The Begin Doctrine was not, up to now, a major consideration in the setting of the Doomsday Clock. It remains to be seen if this will now change. The 1981 and the 2007 Israeli strike on Iraq’s and Syria’s nuclear reactors were targeted strikes. There were limited opportunities for the conflicts to expand further. The Israel-Iran war is different. A paragraph from an article on the issue is cited below (NYT; Much of Iran’s Nuclear Program Remains After Israel’s Strikes. At Least for Now.):
“Iran has produced enough highly enriched uranium for nine atom bombs — nine,” he said. (Other experts put the figure slightly higher, at 10, but the actual number would depend on how efficiently the Iranians prove to be at producing a warhead or a bomb.)
Mr.
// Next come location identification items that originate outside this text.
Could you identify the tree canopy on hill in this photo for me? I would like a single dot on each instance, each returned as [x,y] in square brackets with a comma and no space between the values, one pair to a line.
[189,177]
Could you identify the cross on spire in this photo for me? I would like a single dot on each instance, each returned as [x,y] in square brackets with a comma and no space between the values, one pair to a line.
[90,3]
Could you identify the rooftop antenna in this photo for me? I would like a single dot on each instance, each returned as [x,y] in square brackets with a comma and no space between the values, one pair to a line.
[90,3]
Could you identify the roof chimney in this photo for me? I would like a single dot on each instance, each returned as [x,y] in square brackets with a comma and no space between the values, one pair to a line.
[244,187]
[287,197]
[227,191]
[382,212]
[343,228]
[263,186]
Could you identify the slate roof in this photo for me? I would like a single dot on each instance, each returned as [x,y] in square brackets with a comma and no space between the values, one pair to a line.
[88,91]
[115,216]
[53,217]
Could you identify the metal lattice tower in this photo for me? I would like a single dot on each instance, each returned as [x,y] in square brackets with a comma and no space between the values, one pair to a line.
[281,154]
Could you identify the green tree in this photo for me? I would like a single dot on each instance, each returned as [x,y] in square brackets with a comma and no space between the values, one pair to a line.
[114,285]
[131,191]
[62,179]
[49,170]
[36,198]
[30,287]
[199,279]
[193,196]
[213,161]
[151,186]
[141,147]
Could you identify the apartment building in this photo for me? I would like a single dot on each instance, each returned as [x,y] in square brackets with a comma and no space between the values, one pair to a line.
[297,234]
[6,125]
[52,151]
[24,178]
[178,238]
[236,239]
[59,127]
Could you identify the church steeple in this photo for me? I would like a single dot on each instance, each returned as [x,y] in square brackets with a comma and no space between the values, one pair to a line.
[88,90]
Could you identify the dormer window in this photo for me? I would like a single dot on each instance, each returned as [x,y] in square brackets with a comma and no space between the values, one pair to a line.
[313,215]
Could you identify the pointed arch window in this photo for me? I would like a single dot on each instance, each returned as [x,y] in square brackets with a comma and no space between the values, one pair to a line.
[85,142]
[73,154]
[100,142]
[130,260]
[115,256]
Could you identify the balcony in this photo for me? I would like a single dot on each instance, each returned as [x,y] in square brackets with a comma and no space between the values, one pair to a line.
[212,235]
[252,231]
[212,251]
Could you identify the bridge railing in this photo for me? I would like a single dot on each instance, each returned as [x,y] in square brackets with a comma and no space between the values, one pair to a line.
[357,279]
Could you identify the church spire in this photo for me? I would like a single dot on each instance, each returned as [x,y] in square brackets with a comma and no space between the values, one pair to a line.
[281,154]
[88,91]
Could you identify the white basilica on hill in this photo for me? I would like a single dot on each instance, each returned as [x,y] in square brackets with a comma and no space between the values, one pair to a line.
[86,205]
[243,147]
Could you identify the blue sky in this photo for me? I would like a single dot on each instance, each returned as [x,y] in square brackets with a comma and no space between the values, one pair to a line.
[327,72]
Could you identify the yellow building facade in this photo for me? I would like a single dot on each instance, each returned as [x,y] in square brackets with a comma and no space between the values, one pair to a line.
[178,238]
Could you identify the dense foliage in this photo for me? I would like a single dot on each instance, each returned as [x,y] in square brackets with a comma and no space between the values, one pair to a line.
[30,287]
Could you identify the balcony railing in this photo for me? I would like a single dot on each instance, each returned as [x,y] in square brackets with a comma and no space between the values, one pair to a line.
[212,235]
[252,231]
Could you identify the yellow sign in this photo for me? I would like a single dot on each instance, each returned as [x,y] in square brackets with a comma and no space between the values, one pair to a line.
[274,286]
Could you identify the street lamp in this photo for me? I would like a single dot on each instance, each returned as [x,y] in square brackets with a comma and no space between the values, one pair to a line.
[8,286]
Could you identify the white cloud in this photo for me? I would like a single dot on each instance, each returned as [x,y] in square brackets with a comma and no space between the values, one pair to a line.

Netanyahu went on to discuss the danger he believed the stockpile’s existence posed: “In recent months, Iran has taken steps that it has never taken before, steps to weaponize this enriched uranium.” He argued that if Iran was not stopped, it “could produce a nuclear weapon in a very short time.” “It could be in a year,” he said, “it could be within a few months — it could be less than a year.”
It could have easily been yesterday. All of these estimates are based on intelligence. Good as the Israeli intelligence is, it is rarely certain. The head of the Israeli intelligence is now in the process of being replaced.
We will follow the developments and pray!